In a stagflation regime — high inflation, weak growth — nearly all conventional asset classes underperform simultaneously. Only gold, certain commodities and inflation-linked assets offer relative protection. This is the most destructive regime for wealth that is product-diversified but concentrated on the moderate-growth scenario.
- Reading a portfolio of real estate, equities and euro funds as diversified, when the three components share a single exposure to the credit cycle.
- Measuring diversification by the count of products or lines rather than by the coverage of macroeconomic regimes.
Diversifying by exposure, not by label
Reasoning by exposure means flipping the question. Instead of asking what share to put in equities, real estate or bonds, the relevant question becomes: which macroeconomic regimes is the balance sheet exposed to, and which regimes are left uncovered?
A French household with 85% of its wealth in residential real estate — a typical proportion according to INSEE’s 2021 Patrimoine survey — is heavily exposed to the credit cycle and to its local market. Neither deflation, stagflation nor a liquidity shock is covered. Adding European equities changes little if those equities share the same cycle sensitivity. The structural answer sits elsewhere: decorrelated exposures — inflation-linked bonds, gold, emerging-market equities, commodities — are the ones that shift the regime coverage of the balance sheet.
This logic of differentiated exposure is what underpins the three vehicles with three distinct roles in the wealth balance sheet: primary residence, precautionary savings, long-term investment. Each occupies a structurally different position across regimes. Conflating them removes the granularity required for an allocation that can absorb regime shifts.
Correlation under stress: the only honest test
Diversification reveals itself under stress, not in calm periods. When markets rise, most assets advance together — correlation is high and diversification looks redundant. Crises change the correlation structure, and the quality of diversification becomes visible.
March 2020 made this concrete. Global equities lost 34% in a few weeks at the maximum drawdown of the MSCI World. Residential real estate, protected by its illiquidity, showed no immediate correction — but transactions froze, making any sale impossible for several months. Gold gained 25% over the year, confirming its hedge role in shock regimes. Long-dated sovereign bonds first rose before stabilizing.
Product-based diversification protected only in appearance during that episode. What reduced net wealth volatility was the holding of assets whose reactions to the same shock structurally diverged — the only operational definition of diversification.

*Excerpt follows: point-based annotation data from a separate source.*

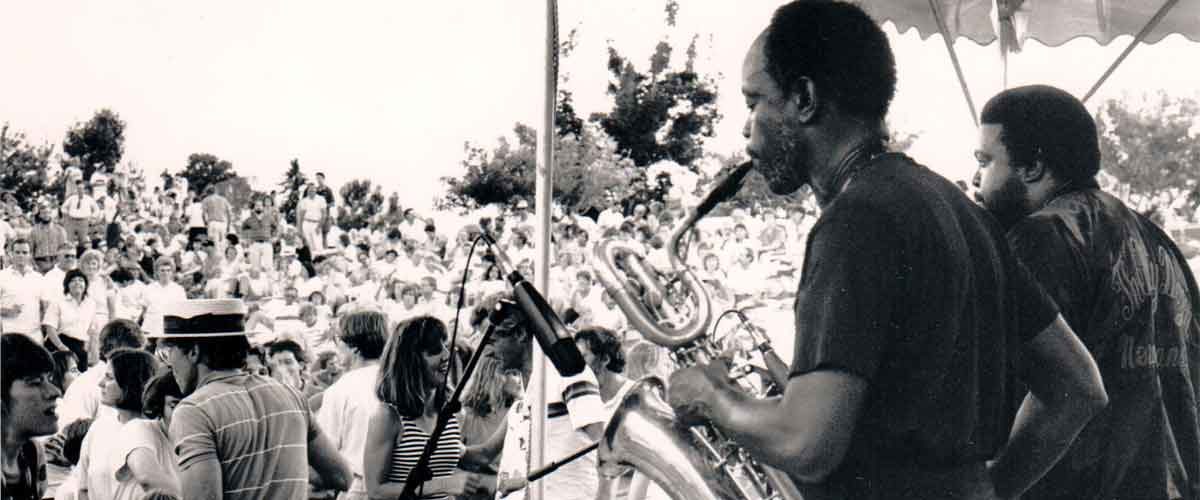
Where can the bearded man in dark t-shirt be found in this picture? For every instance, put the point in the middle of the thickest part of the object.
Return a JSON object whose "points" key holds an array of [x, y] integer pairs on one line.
{"points": [[1121, 284], [911, 308]]}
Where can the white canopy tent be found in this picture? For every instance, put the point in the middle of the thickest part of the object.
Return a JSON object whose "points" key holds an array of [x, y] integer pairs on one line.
{"points": [[1011, 22]]}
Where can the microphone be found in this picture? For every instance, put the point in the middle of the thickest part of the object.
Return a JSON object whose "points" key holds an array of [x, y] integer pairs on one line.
{"points": [[550, 331]]}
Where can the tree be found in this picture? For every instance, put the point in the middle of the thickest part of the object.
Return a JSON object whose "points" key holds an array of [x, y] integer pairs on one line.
{"points": [[24, 168], [204, 169], [361, 203], [293, 185], [755, 191], [99, 144], [663, 113], [1153, 154], [238, 191], [589, 173]]}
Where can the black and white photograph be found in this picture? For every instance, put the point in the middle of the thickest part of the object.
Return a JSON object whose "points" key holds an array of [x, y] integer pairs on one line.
{"points": [[623, 250]]}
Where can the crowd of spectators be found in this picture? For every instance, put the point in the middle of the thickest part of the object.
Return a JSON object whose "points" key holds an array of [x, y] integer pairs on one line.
{"points": [[94, 275]]}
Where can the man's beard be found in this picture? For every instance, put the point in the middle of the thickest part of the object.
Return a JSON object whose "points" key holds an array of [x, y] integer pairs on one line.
{"points": [[1008, 204], [786, 163]]}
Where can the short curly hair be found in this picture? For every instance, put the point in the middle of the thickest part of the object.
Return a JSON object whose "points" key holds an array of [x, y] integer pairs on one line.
{"points": [[840, 48], [604, 343]]}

Diversifying means covering macroeconomic regimes that wealth is not exposed to — not stacking products that bear different names while reacting to the same signal.
The grid also interacts with the life cycle. Wealth concentrated on a real estate asset and salary income is doubly exposed to the credit cycle, a profile typical of younger balance sheets. More mature wealth, liquid and diversified by construction, absorbs regime shocks more easily. This is why the relevant exposure over the life-cycle horizon cannot be analyzed separately from the question of diversification — the two condition each other.
These dynamics sit within the broader scope of structuring trade-offs that determine how wealth responds to a change of economic regime.
- Product-based diversification can leave wealth concentrated on a single exposure to the credit cycle — the 2008 collapse was the documented case.
- Effective diversification is measured by coverage of the four macroeconomic regimes: growth, deflation, high inflation, stagflation.
- Correlation rises in periods of stress. Only structurally decorrelated exposures reduce the real risk of wealth.